Treacle Walker
- Author: Alan Garner
- Publisher: Harper Collins
- Publication date: 2021

= Treacle Walker =

2021 novel by Alan Garner

Treacle Walker is a book by Alan Garner published on October 28, 2021 by HarperCollins.

== Plot ==
The story is about a young boy Joseph Coppock who wears a patch over one eye to strengthen the vision in his other, weaker eye. From the old house he lives in, he watches the trains pass every day. He plays with his marbles, collects birds' eggs and reads comics.

One day, rag-and-bone man Treacle Walker appears who was exchanging donkey stone and an empty jar of all disease medicine for lamb's shoulder blades and a pair of Coppock's pajamas then, a mysterious friendship develops between them.

== Awards ==

- Shortlisted for 2022 Booker Prize
- Shortlisted for British Fantasy Award for Best Novella

== Critical reception ==
Sam Leith of The Daily Telegraph gave it five out of five ratings, Anna Robinson of The Conversation named it "best fiction of 2022", Shubhangi Tiwari of Scroll.in wrote: "Treacle Walker is a book as endearing as it is awe-inspiring, and a testament not only to the wisdom of age, but also to the power of attuning the novel to a space of possibility over truth." and Pauline Kim of The Michigan Daily wrote: "Alan Garner's Treacle Walker might just be the strangest book I've ever read.".

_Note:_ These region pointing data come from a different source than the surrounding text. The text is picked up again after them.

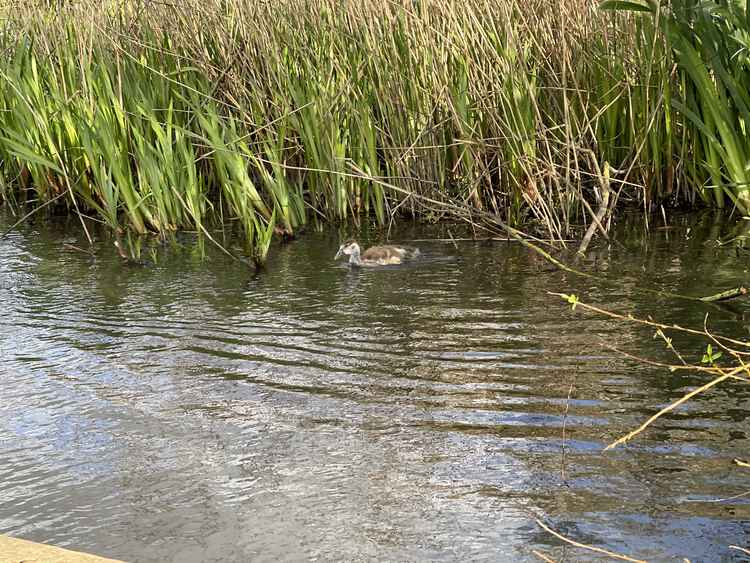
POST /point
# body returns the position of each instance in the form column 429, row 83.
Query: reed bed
column 162, row 116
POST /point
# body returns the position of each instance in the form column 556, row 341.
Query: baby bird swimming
column 375, row 255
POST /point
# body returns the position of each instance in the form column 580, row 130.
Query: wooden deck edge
column 15, row 550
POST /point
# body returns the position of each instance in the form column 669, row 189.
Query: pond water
column 192, row 411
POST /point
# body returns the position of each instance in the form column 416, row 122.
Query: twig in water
column 30, row 213
column 673, row 406
column 589, row 547
column 542, row 556
column 565, row 420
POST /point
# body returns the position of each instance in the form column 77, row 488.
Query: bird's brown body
column 376, row 255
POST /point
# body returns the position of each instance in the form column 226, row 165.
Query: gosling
column 375, row 255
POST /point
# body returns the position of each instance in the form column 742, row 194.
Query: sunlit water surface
column 191, row 411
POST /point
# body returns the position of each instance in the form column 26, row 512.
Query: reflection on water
column 191, row 411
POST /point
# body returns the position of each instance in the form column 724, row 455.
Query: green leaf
column 629, row 5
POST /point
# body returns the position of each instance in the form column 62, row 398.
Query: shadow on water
column 196, row 411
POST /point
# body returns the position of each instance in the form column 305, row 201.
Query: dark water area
column 191, row 411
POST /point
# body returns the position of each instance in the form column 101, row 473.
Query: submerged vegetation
column 155, row 117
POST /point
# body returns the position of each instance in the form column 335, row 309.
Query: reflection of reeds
column 157, row 118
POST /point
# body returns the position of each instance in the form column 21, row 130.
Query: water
column 191, row 411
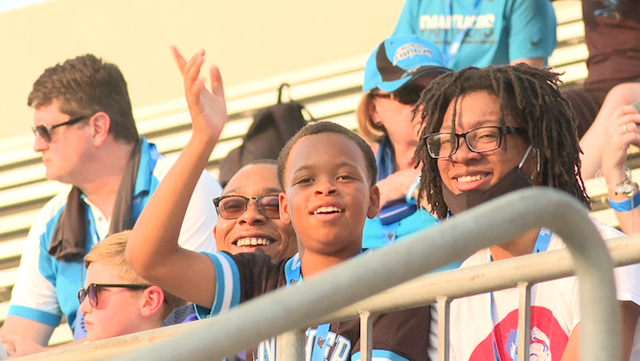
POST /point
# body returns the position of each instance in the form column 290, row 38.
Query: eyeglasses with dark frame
column 92, row 290
column 233, row 206
column 479, row 140
column 407, row 95
column 44, row 131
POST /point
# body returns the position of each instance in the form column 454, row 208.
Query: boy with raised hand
column 328, row 176
column 116, row 300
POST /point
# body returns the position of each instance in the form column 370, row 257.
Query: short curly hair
column 528, row 96
column 86, row 85
column 328, row 127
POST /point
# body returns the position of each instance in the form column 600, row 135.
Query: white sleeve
column 34, row 293
column 197, row 228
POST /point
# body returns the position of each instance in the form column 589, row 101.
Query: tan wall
column 248, row 39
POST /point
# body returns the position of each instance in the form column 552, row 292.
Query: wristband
column 626, row 205
column 409, row 197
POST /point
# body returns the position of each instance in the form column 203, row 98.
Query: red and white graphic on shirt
column 548, row 339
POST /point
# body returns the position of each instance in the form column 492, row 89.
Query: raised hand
column 207, row 108
column 622, row 131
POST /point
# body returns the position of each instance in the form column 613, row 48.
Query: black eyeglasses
column 233, row 206
column 44, row 131
column 92, row 291
column 479, row 140
column 407, row 95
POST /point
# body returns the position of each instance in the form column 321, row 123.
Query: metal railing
column 314, row 302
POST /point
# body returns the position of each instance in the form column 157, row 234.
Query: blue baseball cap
column 400, row 59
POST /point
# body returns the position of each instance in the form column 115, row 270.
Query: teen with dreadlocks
column 492, row 131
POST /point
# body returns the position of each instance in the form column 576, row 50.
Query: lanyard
column 450, row 52
column 542, row 244
column 293, row 275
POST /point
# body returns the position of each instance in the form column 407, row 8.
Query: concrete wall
column 248, row 39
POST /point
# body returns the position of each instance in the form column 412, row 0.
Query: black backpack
column 271, row 129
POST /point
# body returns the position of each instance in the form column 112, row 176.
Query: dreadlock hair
column 530, row 98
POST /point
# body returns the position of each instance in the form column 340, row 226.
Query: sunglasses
column 92, row 291
column 44, row 131
column 233, row 206
column 407, row 95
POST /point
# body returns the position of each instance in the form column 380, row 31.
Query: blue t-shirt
column 500, row 32
column 46, row 288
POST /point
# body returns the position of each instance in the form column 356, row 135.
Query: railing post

The book has been also reviewed by Susie Goldsbrough of The Times, Max Liu of i, Justine Jordan of The Guardian, Maureen Kincaid Speller of Strange Horizons, Alyssa Woo of The Straits Times, Alex Preston of The Guardian, Karthik Keramalu of The New Indian Express, Carolyne Larrington of The Times Literary Supplement, Simon Demetriou of Cyprus Mail and Felix Taylor of Literary Review.